Raw Materials of the Humanities

Nitrocellulose: A Material History of the Humanities

Photograph of deteriorated celluloid motion picture film decomposed in powder form. Celluloid is derived from nitrocellulose.
© National Archives and Records Administration (or: U.S. National Archives)

This PhD project investigates nitrocellulose and its significance for the history of the humanities in the 19th and 20th centuries. I focus on the material resources collodion and celluloid, both products of nitrocellulose, which played pivotal roles in shaping media technologies including photographic processes and cinematography. Through case studies, the project addresses working practices and knowledge techniques in the humanities, such as the application of the collodion wet plate process in archaeological photography or the production of educational films in the field of cultural history.

 

Of interest are, first, the working practices of humanities scholars as they engaged with these materials, revealing how the material properties of collodion and celluloid were inscribed into the production, transfer, and storage of knowledge within the humanities.

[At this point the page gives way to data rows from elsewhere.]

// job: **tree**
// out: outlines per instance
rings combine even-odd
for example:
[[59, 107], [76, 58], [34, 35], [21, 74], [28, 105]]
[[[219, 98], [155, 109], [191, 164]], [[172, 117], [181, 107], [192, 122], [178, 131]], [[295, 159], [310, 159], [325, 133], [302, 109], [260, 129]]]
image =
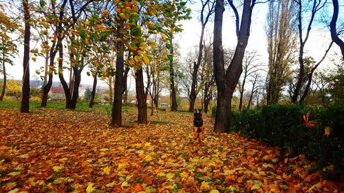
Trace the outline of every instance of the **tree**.
[[242, 16], [240, 19], [233, 1], [228, 3], [235, 15], [235, 28], [237, 43], [233, 58], [225, 71], [224, 50], [222, 48], [222, 21], [224, 11], [223, 0], [217, 0], [214, 22], [214, 76], [217, 86], [217, 104], [214, 131], [228, 132], [230, 126], [232, 97], [242, 72], [242, 59], [250, 36], [252, 12], [256, 0], [244, 0]]
[[30, 5], [28, 0], [23, 0], [23, 7], [24, 9], [24, 58], [23, 59], [23, 89], [21, 99], [21, 112], [29, 113], [29, 99], [30, 99]]
[[[210, 0], [201, 0], [202, 2], [202, 9], [200, 13], [200, 20], [201, 20], [201, 35], [200, 36], [200, 43], [198, 45], [198, 57], [197, 60], [197, 63], [193, 63], [193, 68], [192, 73], [192, 83], [191, 83], [191, 89], [189, 95], [189, 102], [190, 106], [189, 108], [189, 112], [193, 113], [195, 109], [195, 101], [196, 100], [198, 92], [196, 91], [196, 82], [197, 82], [197, 77], [198, 69], [200, 68], [200, 65], [201, 65], [201, 61], [202, 58], [203, 54], [203, 38], [204, 36], [204, 30], [206, 28], [206, 25], [208, 23], [209, 21], [210, 16], [214, 13], [214, 5], [215, 1]], [[204, 19], [205, 16], [205, 19]]]
[[343, 33], [344, 25], [341, 26], [342, 29], [339, 29], [337, 32], [336, 23], [338, 15], [339, 13], [339, 4], [338, 0], [332, 0], [333, 3], [333, 15], [331, 22], [330, 23], [330, 30], [331, 32], [331, 38], [332, 41], [339, 46], [342, 52], [342, 58], [344, 60], [344, 42], [339, 38], [339, 34]]
[[[242, 110], [242, 100], [244, 98], [244, 92], [245, 91], [245, 83], [247, 78], [250, 78], [251, 76], [255, 75], [257, 71], [261, 70], [259, 67], [262, 66], [261, 63], [257, 63], [259, 56], [257, 54], [257, 51], [254, 50], [251, 52], [246, 52], [244, 56], [244, 76], [241, 82], [239, 81], [238, 84], [240, 87], [239, 93], [240, 98], [239, 101], [239, 111]], [[252, 97], [251, 97], [252, 98]]]
[[[56, 56], [57, 52], [58, 51], [58, 41], [62, 41], [63, 38], [63, 21], [65, 17], [65, 8], [67, 3], [67, 0], [63, 0], [62, 3], [59, 7], [56, 7], [56, 4], [54, 1], [51, 1], [51, 8], [52, 9], [47, 9], [47, 12], [43, 17], [43, 19], [46, 23], [51, 23], [52, 25], [52, 28], [54, 29], [54, 33], [52, 35], [51, 38], [51, 45], [49, 45], [47, 43], [43, 44], [43, 47], [46, 49], [49, 49], [49, 67], [47, 74], [48, 80], [47, 84], [45, 84], [43, 87], [43, 93], [42, 95], [42, 102], [41, 103], [41, 107], [47, 106], [47, 96], [48, 93], [50, 91], [50, 88], [52, 85], [52, 78], [54, 73], [54, 61], [55, 57]], [[41, 7], [45, 6], [45, 4], [43, 3], [41, 5]], [[60, 12], [56, 13], [56, 10], [60, 10]], [[54, 18], [58, 18], [58, 20], [54, 20]], [[47, 27], [46, 27], [47, 28]], [[60, 60], [61, 58], [58, 58]]]
[[16, 32], [19, 29], [19, 26], [11, 18], [6, 16], [3, 12], [3, 8], [0, 5], [0, 63], [2, 64], [2, 71], [3, 74], [3, 82], [1, 93], [0, 94], [0, 101], [3, 100], [6, 89], [6, 68], [5, 65], [9, 63], [13, 65], [11, 57], [18, 52], [15, 40], [9, 36], [9, 33]]
[[[120, 16], [118, 15], [118, 16]], [[122, 126], [122, 97], [123, 93], [123, 72], [124, 72], [124, 38], [125, 22], [120, 19], [116, 29], [116, 36], [119, 38], [116, 41], [116, 84], [114, 104], [112, 107], [112, 119], [110, 125], [112, 126]]]
[[299, 100], [299, 96], [300, 95], [300, 91], [303, 84], [304, 84], [304, 76], [305, 76], [305, 60], [303, 58], [303, 52], [305, 45], [308, 40], [308, 37], [310, 35], [310, 32], [312, 28], [312, 25], [314, 20], [315, 15], [318, 11], [322, 9], [325, 3], [327, 3], [327, 0], [321, 1], [321, 0], [314, 0], [310, 21], [308, 22], [305, 36], [303, 38], [303, 0], [296, 1], [299, 5], [299, 10], [297, 14], [298, 18], [298, 28], [299, 28], [299, 41], [300, 44], [299, 52], [299, 76], [296, 84], [295, 89], [292, 91], [292, 103], [297, 103]]
[[269, 2], [266, 26], [269, 54], [266, 80], [268, 104], [278, 102], [282, 87], [290, 76], [290, 65], [296, 46], [297, 5], [294, 0]]

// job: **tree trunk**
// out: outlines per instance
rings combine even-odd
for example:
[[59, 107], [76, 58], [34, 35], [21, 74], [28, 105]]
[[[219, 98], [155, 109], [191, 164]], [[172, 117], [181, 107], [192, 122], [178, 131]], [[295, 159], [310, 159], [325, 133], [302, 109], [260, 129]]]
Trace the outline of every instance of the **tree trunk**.
[[[171, 35], [170, 44], [172, 45], [173, 36]], [[173, 56], [173, 48], [170, 49], [170, 54]], [[177, 96], [175, 93], [175, 87], [174, 84], [174, 69], [173, 69], [173, 59], [169, 61], [170, 67], [170, 89], [171, 89], [171, 111], [177, 111], [178, 104], [177, 104]]]
[[143, 83], [143, 71], [142, 69], [138, 70], [135, 73], [136, 78], [135, 82], [136, 83], [136, 98], [138, 100], [138, 123], [147, 124], [147, 95], [144, 93], [144, 86]]
[[21, 113], [29, 113], [30, 100], [30, 25], [29, 20], [30, 8], [28, 0], [23, 0], [24, 8], [25, 32], [24, 32], [24, 58], [23, 60], [23, 98], [21, 99]]
[[55, 43], [53, 43], [52, 47], [50, 48], [50, 65], [49, 65], [49, 77], [48, 80], [45, 86], [43, 88], [43, 96], [42, 96], [42, 102], [41, 103], [41, 107], [46, 107], [47, 106], [47, 95], [52, 85], [52, 76], [54, 75], [54, 72], [52, 69], [54, 69], [54, 61], [55, 60], [55, 56], [56, 56], [57, 50], [54, 50], [55, 48]]
[[72, 107], [72, 95], [68, 88], [68, 84], [63, 77], [63, 45], [62, 45], [62, 39], [59, 38], [58, 40], [58, 78], [61, 82], [65, 96], [65, 108], [73, 109]]
[[94, 74], [94, 78], [93, 79], [93, 87], [92, 87], [92, 92], [91, 93], [91, 100], [89, 100], [89, 108], [93, 108], [93, 102], [94, 101], [94, 97], [96, 96], [96, 89], [97, 88], [97, 76], [98, 73], [96, 73]]
[[113, 87], [112, 87], [112, 76], [109, 77], [109, 100], [110, 102], [112, 102], [113, 100], [113, 96], [114, 93], [113, 93]]
[[[203, 30], [202, 32], [203, 32]], [[203, 34], [201, 34], [201, 38], [203, 38]], [[200, 54], [202, 54], [202, 50], [203, 49], [202, 48], [202, 41], [200, 41]], [[202, 56], [201, 56], [202, 57]], [[191, 91], [190, 91], [190, 96], [189, 96], [189, 102], [190, 102], [190, 106], [189, 107], [189, 112], [190, 113], [193, 113], [195, 111], [195, 101], [196, 100], [197, 98], [197, 93], [196, 93], [196, 82], [197, 82], [197, 73], [198, 71], [198, 68], [201, 63], [201, 59], [202, 58], [200, 57], [200, 55], [198, 56], [198, 60], [197, 60], [197, 63], [195, 62], [193, 63], [193, 77], [192, 77], [192, 83], [191, 83]], [[198, 63], [198, 61], [200, 61], [200, 63]]]
[[125, 67], [125, 74], [123, 76], [123, 101], [125, 104], [128, 103], [128, 73], [130, 68]]
[[236, 13], [237, 44], [233, 58], [226, 71], [224, 71], [224, 52], [222, 49], [222, 19], [224, 11], [224, 1], [217, 0], [214, 21], [214, 75], [217, 86], [217, 105], [214, 132], [224, 133], [230, 130], [230, 110], [232, 97], [242, 72], [242, 59], [250, 36], [252, 10], [254, 4], [250, 0], [244, 0], [240, 27], [239, 16], [233, 1], [228, 1]]
[[[124, 27], [123, 20], [120, 20], [117, 25], [116, 36], [118, 38], [123, 38], [122, 29]], [[122, 126], [122, 97], [123, 93], [123, 71], [124, 71], [124, 44], [122, 41], [116, 43], [116, 84], [115, 95], [114, 97], [114, 104], [112, 107], [112, 119], [110, 125], [112, 126]]]
[[79, 97], [79, 87], [80, 82], [81, 82], [81, 70], [82, 69], [79, 69], [78, 66], [75, 66], [73, 67], [73, 71], [74, 71], [74, 84], [73, 87], [73, 94], [72, 95], [72, 101], [71, 101], [71, 109], [75, 109], [76, 108], [76, 103], [78, 102], [78, 98]]
[[43, 89], [43, 88], [44, 88], [44, 87], [45, 87], [45, 85], [47, 85], [48, 67], [49, 67], [49, 52], [45, 52], [45, 65], [44, 66], [44, 79], [43, 79], [43, 85], [42, 87], [42, 89]]
[[311, 69], [310, 73], [308, 74], [308, 80], [307, 82], [307, 85], [305, 86], [305, 91], [303, 91], [303, 94], [300, 98], [300, 103], [303, 103], [305, 101], [305, 98], [307, 97], [307, 95], [308, 94], [308, 91], [310, 90], [310, 84], [312, 83], [312, 78], [313, 77], [313, 73], [314, 71], [316, 69], [316, 68], [319, 67], [319, 65], [323, 62], [323, 60], [325, 59], [326, 57], [326, 55], [327, 55], [328, 52], [330, 51], [330, 49], [331, 49], [331, 47], [332, 46], [334, 41], [332, 41], [331, 43], [330, 44], [330, 46], [328, 49], [325, 52], [325, 54], [323, 56], [323, 58], [315, 65]]
[[[3, 53], [3, 58], [5, 58], [5, 53]], [[1, 95], [0, 95], [0, 101], [2, 101], [5, 95], [5, 91], [6, 89], [6, 69], [5, 68], [5, 60], [2, 61], [2, 68], [3, 73], [3, 84], [2, 85]]]
[[[331, 32], [331, 38], [332, 41], [339, 46], [342, 52], [342, 59], [344, 60], [344, 42], [339, 38], [336, 31], [336, 22], [338, 19], [338, 14], [339, 12], [339, 5], [338, 0], [332, 0], [333, 2], [333, 15], [331, 22], [330, 23], [330, 30]], [[343, 13], [343, 11], [342, 11]]]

My second focus is on the raw materials of nitrocellulose-based media technologies themselves—cotton, saltpeter, camphor.

 

The subproject examines the extraction, transportation, and processing of raw materials, tracing the ecological, economic, political, and industrial contexts through which they were transformed into media of knowledge. By situating the media practices of the humanities and the emergence of humanities disciplines within the broader material history of nitrocellulose, the project highlights how these processes were embedded in global networks shaped by ecological, economic, and colonial power structures. These intricate networks are themselves resources that, I argue, have been of great importance to the epistemes of the humanities.